Manners in BJJ come from the top (please share)

This weekend, I had the pleasure of teaching a seminar at 3G BJJ under 2nd degree Royler Gracie Black Belt, Rosendo Diaz. Rosendo has been teaching jiu-jitsu probably as long (if not longer) than I have.  He invited me to teach on belt promotion day. Many belts were given,  including five well deserved black belts.

The moment that I entered the school early sunday morning, a student walked up to me and shook my hand, thanked me, and welcomed me. The second our conversation ended, another student approached me and did the same thing, and then 5-6 students after that. Each were polite and eager to learn.  This happened for about 10 minutes before I was able to say hi to Rosendo in a room of 60+ students. His students were on the mat early, waiting for my seminar that was schedule to start in a half of an hour.

Over the last 25 years in this jiu-jitsu life, I have met all sorts of people. Some bad seeds, but mostly amazing, well mannered people. I believe that true jiu-jitsu brings out the best in us. (once we get over the battle with the ego) Rosendo has always stood out as a positive person and great teacher. His good attitude and humor were apparent in the character of his students.

My school, Balance Studios, in Philadelphia opened in 2002. My mission was to teach the best moves in the best atmosphere. The concept of “atmosphere” breaks down to the attitudes of the head instructor, the assistant instructors, and finally the students.
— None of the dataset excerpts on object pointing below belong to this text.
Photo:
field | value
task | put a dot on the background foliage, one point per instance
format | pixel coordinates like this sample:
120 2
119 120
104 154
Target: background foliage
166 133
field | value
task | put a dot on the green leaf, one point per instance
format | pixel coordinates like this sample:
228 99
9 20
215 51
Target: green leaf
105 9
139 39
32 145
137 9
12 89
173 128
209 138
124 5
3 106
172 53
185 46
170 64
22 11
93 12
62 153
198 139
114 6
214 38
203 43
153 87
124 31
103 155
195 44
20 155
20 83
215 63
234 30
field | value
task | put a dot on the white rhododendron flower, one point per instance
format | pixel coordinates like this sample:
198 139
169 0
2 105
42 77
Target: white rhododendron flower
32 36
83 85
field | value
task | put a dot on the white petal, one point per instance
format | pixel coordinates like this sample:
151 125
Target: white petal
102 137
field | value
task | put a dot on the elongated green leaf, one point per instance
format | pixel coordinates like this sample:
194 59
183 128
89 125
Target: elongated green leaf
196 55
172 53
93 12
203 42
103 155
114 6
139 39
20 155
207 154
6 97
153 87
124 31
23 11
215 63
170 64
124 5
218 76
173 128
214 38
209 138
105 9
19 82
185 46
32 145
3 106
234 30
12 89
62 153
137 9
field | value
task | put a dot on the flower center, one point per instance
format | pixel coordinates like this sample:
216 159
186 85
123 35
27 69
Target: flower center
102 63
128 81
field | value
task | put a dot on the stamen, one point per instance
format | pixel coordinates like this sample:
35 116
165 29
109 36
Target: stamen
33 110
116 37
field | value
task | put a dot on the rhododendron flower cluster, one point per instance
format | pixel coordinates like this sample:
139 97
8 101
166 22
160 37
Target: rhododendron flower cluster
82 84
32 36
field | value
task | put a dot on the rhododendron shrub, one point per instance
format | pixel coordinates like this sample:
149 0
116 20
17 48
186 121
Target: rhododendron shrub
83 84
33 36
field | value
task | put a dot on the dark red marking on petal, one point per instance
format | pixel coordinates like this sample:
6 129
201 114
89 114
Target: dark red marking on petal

Bad attitudes trickle down. Even if you are a pleasant person, it can invade your psyche. If the head instructor has a bad attitude, then it sends a message that it is “OK” to act poorly.

I believe that every human deserves the same respect. Wearing a black belt does not mean that you deserve more or less respect than a white belt. My students don’t bow to me, nor are they required to call me anything but Phil. All I require is that students “Leave their ego at the door, and enter with a beginners mind.”  This message has helped our school of 100’s become a group of nice/tough guys and gals.

Through out the day, I was amazed at how wonderful and close knit this BJJ school was. Everyone cracked respectful jokes and were attentive students. During belt promotions, Rosendo himself was cracking jokes as he tied black belts, and the audience laughed with a sense of respect and appreciation.

All I can say is, “What a great group of people!”

Manners in BJJ come from the top!

My instructor, Relson Gracie, is an example of that. Relson will run across a room to say hi to a person that walks through the door. He is happy to do his job in a cheerful and energetic way. This is something that my parents instilled in me and my brother. Relson’s attitude reinforces what my parent built into us.

So, here are some tips to improve your manners in BJJ:

1) Be the first to introduce yourself on the mat.
Don’t wait for anyone, Do it!

2) It’s ok to smile on the mat.
A mean face has nothing to do with being tough

3) Help a new student find his/her way

4) Don’t talk smack! It will always find its way back to you.

5) Always have respect for yourself, your school, your instructor, and fellow students

A special thanks to Rosendo Diaz and the gang at 3G BJJ!